As I began the ritual, Konjur, in his desperation, started speaking, "Every time I underestimate you, you find a way to make me reevaluate my judgment of you..."
I ignored him.
Focusing entirely, I activated my soul pupils and pushed the blood fate plunder forward, reinforcing it with my own celestial force—doing everything I could to keep the Breath of Erosion from corroding the ritual before it could take hold.
There was another reason I reinforced the ritual with my own celestial force. Devils don’t truly die outside the Dark Realm, which makes them unusable as a sacrifice. But that changes when a celestial being was involved. A celestial being can kill devils beyond the Dark Realm—and so can other devils.
As long as the ritual was backed by my own celestial force, Konjur could be treated as a valid sacrifice. Borrowed celestial force from the Card World wouldn’t have worked—it had to be mine.
I pressed on, guiding the ritual through my soul pupils, trying to keep the Breath of Erosion from interfering. But that was the flaw—it wasn’t an external contaminant. It was part of the sacrifice itself.
I tried to force it. I pushed harder, bending the ritual to my will—
Boom!
Konjur’s body and divinity detonated like a humanoid piñata. Fortunately, the blast was contained within my double domain. The space between us stretched infinitely, keeping the explosion from reaching me. The same protection extended to the Emissary of Light—I wasn’t about to lose both pieces of loot to a single misstep. That would’ve been a devastating blow, not physically but mentally.
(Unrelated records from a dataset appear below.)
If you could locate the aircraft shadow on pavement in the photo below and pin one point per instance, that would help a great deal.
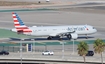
(38, 39)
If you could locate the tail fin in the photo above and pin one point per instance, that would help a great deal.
(19, 25)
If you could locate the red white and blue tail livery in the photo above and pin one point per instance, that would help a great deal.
(70, 31)
(19, 25)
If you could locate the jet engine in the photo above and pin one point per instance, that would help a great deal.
(72, 36)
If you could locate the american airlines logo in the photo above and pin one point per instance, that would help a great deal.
(77, 28)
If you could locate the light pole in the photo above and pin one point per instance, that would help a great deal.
(21, 49)
(33, 45)
(73, 46)
(62, 50)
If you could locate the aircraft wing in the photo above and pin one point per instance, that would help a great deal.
(61, 33)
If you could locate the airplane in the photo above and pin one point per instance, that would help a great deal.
(69, 31)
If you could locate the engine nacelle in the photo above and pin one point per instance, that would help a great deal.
(74, 36)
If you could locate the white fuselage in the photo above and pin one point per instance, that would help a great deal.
(54, 30)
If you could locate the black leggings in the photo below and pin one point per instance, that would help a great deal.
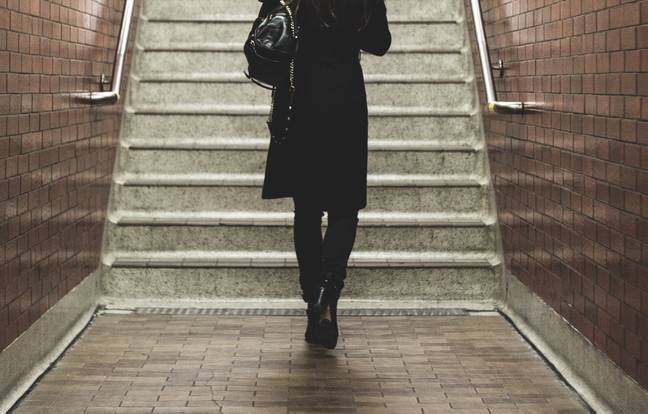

At least I had salvaged something. The halo horn—condensed pure faith—was already in my possession. Without it, I would’ve had nothing to show for killing an Angel of the Faith Order.
But with Konjur gone, the Emissary’s value had just skyrocketed.
I wasn’t after their strength—I wanted their ability to gather and wield faith. Not for myself, but for Saintess Catherine. With it, she could seamlessly replace the Emissary of Light’s role in the Card World. He had built his legend on miracles. If Catherine couldn’t replicate those same miracles, then over time, the cracks would widen—and the truth would surface on its own.
Yes, I would have dealt with the Emissary of Light by then. Whether his followers tried to recall him wouldn’t matter. What mattered was control. The southern stretch of the Southern Region and the entire Empire were going to be the starting point of my world domination campaign.
For that, I needed Saintess Catherine not just to replace the Emissary of Light, but to inherit his authority in full. To get the masses to follow her will without a hint of doubt.